I had been adding the manual-prescribed levels of oil at each change not realizing how much residual was left in the motor. Took it to two dealerships before they figured it out. Something about a level sensor that won't let the bike run (at least without a handful of grip) so it doesn't overload the oil system when its under load at high rpm.

Try draining a little oil and see if that helps.

If its not that, the only other thing that makes the bike run like crap and sputter out is if you have an ignition retard controller (Z-bomb/IRC) that's gotten water into it. Solution to this is pull it out and dry it thoroughly for a few days and then use plasti-dip spray before reinstalling it.

Good luck. I'll cross my fingers for you.
 
#19 ·
If its not that, the only other thing that makes the bike run like crap and sputter out is if you have an ignition retard controller (Z-bomb/IRC) that's gotten water into it.

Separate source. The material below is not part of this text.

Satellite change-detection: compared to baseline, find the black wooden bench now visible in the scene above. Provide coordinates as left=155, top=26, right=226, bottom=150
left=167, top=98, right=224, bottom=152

Solution to this is pull it out and dry it thoroughly for a few days and then use plasti-dip spray before reinstalling it.

Good luck. I'll cross my fingers for you.
True statement:thumbsup:

I just went thru this myself.
Dynojet IRC was wet.
 
#20 ·
Yeah, I almost ordered the Zbomb when I got my ZFi-TC this summer just to upgrade the part quality but hadn't had trouble thus far and the parts are compatible so I left it in place. I took a trip to the Dragon back in late August and didn't ride the bike again until I tried to load it on the trailer last month to move down to my duty station. It would turn over but not crank. Turned out to be the battery had dropped below critical charge to fire the plugs up but when I checked the oil, it was significantly lower. I tuned the Z-AFM to sea level in 90 degree heat so it was definitely running rich while I was up in the NC/TN mountains. I'm not sure if that causes the engine to burn more oil or not but the type of riding is definitely a lot more extensive high-rpm use than the bike sees elsewhere on the street. Low oil level might have contributed but the engine cranked with a jump and the battery has since been fine- still on the original Yuasa too.